Mais, deuxième solution, le médecin du travail peut estimer que le salarié est inapte à son poste, mais apte à un autre emploi « approprié à ses capacités, au sein de l’entreprise ou des entreprises du groupe auquel elle appartient » (articles L 1226-2 et L 1226-10 du Code du travail).

Il indique en conséquence dans son avis les éventuelles restrictions, lorsqu’il en existent, sachant que l’emploi proposé doit être aussi comparable que possible à l’emploi précédemment occupé par le salarié, selon les termes du Code du travail.

A la suite de cet avis, l’employeur doit rechercher de manière loyale et sérieuse un emploi dans l’entreprise, et s’il y a lieu le groupe, qui soit conforme aux préconisations du médecin du travail.

Le médecin du travail doit être consulté par l’employeur, y compris pour une création de poste dans le cadre d’un reclassement

C’est ce que vient de souligner une décision de la Chambre sociale de la Cour de cassation.

Un salarié, plombier-chauffagiste, a été victime d’un accident du travail et placé à plusieurs reprises en arrêt de travail.

A la suite du dernier de ces arrêts, il est déclaré inapte par le médecin du travail et une proposition de reclassement lui est faite par l’employeur, qu’il refuse.

Après avoir été licencié pour inaptitude et impossibilité de reclassement, il saisit la juridiction prud’homale d’une contestation de son licenciement.

L’employeur lui avait proposé un poste d’assistant administratif, qu’il avait créé pour lui pour répondre à son obligation de reclassement.

Mais ce poste impliquait la conduite d’un véhicule, dont les conditions et le périmètre n’étaient pas précisés, alors que le médecin du travail avait exclu un maintien long, sans toutefois exclure formellement les déplacements.

Refus de poste par le salarié, invoquant son incompatibilité avec son état de santé.

L’employeur n’avait pas pris soin de s’assurer auprès du médecin du travail de la compatibilité du poste qu’il proposait avec l’état de santé du salarié, ou des possibilités d’aménagements qui auraient pu lui être apportées.

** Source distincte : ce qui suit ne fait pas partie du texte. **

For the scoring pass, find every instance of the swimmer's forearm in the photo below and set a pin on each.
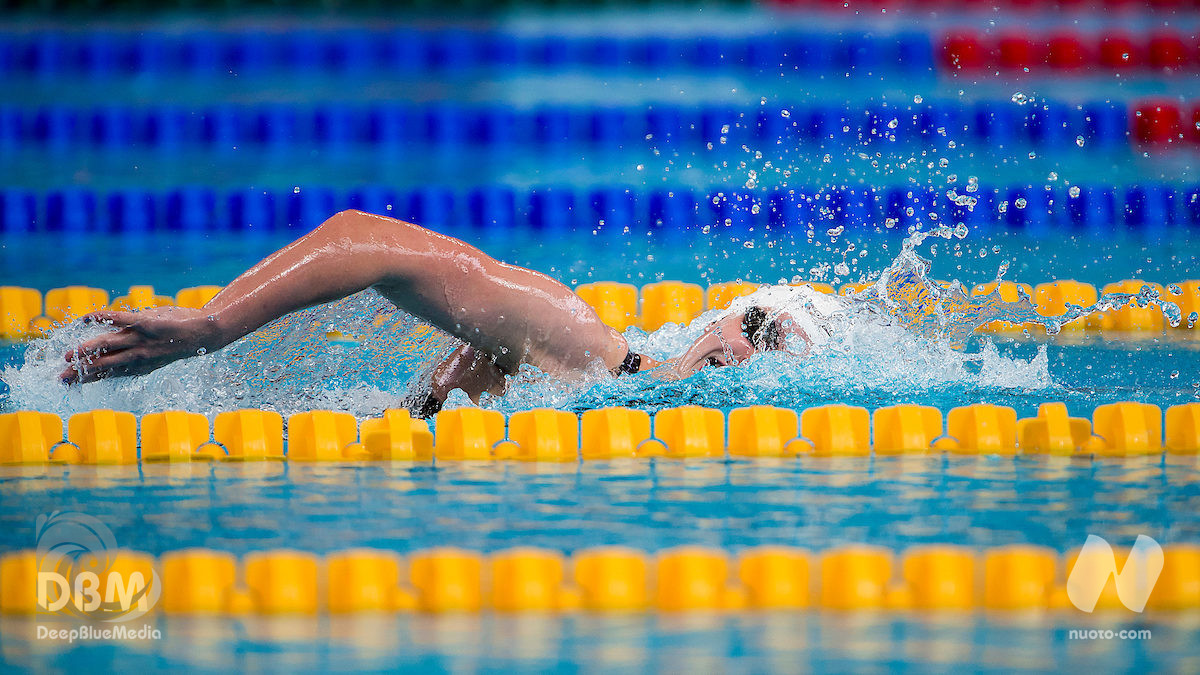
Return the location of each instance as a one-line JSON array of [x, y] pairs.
[[347, 254]]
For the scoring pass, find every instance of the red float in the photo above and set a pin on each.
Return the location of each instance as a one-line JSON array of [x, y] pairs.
[[1167, 52], [1119, 52], [1017, 53], [1066, 52], [963, 52], [1157, 123]]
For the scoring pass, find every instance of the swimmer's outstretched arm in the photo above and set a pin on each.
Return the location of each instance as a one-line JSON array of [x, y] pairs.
[[510, 314]]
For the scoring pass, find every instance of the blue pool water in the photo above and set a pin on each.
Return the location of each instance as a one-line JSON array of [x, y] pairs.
[[71, 187]]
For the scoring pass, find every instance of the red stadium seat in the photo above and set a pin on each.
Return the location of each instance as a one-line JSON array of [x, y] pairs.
[[1066, 52], [1157, 123], [1167, 52], [1120, 52], [1017, 53], [963, 52]]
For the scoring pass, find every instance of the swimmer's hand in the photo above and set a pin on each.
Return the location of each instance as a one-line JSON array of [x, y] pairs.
[[145, 341]]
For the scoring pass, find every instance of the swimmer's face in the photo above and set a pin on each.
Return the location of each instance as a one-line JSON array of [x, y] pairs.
[[736, 338]]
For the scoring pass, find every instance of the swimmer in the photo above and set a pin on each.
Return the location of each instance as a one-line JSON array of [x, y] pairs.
[[504, 315]]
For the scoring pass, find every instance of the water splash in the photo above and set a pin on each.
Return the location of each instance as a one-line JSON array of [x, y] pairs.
[[903, 338], [358, 354]]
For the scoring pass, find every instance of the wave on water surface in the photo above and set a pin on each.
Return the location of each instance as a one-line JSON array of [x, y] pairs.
[[903, 338]]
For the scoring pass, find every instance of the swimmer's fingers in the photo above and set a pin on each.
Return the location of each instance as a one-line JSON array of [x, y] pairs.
[[105, 344], [109, 317], [113, 364]]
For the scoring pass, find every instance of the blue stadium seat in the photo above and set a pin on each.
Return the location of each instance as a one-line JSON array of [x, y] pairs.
[[310, 207], [859, 53], [609, 53], [665, 124], [57, 127], [1048, 124], [949, 118], [18, 211], [131, 211], [112, 127], [492, 207], [807, 52], [391, 126], [71, 210], [1105, 125], [1189, 205], [672, 209], [610, 129], [353, 52], [201, 53], [1036, 215], [47, 55], [1093, 208], [498, 127], [725, 121], [453, 49], [774, 129], [981, 215], [765, 53], [222, 126], [501, 49], [735, 209], [339, 125], [169, 126], [617, 207], [790, 207], [275, 125], [377, 199], [433, 207], [100, 54], [1150, 207], [150, 54], [855, 208], [191, 209], [552, 209], [555, 125], [408, 51], [251, 210], [913, 54], [995, 124], [661, 53], [447, 124], [12, 127]]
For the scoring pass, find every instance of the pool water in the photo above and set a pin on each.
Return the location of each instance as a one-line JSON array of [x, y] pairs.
[[649, 505]]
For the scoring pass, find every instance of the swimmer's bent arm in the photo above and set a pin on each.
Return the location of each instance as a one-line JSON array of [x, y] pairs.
[[511, 314]]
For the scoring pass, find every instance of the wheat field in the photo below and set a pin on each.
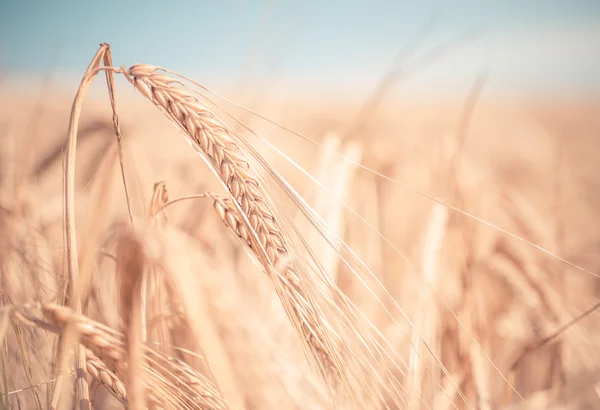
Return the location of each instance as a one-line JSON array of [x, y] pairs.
[[436, 253]]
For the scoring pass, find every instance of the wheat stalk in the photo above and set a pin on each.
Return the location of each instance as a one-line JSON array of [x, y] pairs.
[[169, 383], [248, 213]]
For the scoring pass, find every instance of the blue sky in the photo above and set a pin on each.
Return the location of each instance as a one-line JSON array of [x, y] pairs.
[[527, 45]]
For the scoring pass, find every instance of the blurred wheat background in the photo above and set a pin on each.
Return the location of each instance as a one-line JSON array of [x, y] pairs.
[[458, 165]]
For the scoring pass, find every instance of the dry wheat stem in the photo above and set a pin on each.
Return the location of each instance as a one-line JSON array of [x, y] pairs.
[[260, 229], [169, 382]]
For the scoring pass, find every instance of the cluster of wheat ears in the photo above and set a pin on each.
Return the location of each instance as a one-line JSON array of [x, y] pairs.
[[163, 348]]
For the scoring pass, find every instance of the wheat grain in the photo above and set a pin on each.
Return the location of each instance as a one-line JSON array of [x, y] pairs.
[[249, 213]]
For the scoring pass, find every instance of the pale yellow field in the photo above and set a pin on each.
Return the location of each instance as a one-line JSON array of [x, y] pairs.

Dans ces circonstances, la Cour d’appel, approuvée par la Cour de cassation, a pu juger que l’employeur n’avait pas satisfait à son obligation de reclassement de manière sérieuse et loyale, de sorte que le licenciement est dépourvu de cause réelle et sérieuse.

La Haute Juridiction énonce à cette occasion que :

lorsque l’employeur propose un poste au salarié déclaré inapte, il doit s’assurer de la compatibilité de ce poste aux préconisations du médecin du travail, le cas échéant en sollicitant l’avis de ce médecin, peu important que le poste ait été créé lors du reclassement du salarié (Cass. Soc. 21 juin 2023 n° 21-24279).

On retiendra donc que le médecin du travail doit être consulté par l’employeur pour une création de poste lors d’un reclassement, et plus largement lorsque réside une zone d’ombre dans l’avis qu’il a émis.

A défaut, le salarié disposera là d’un moyen utile de contestation de son licenciement.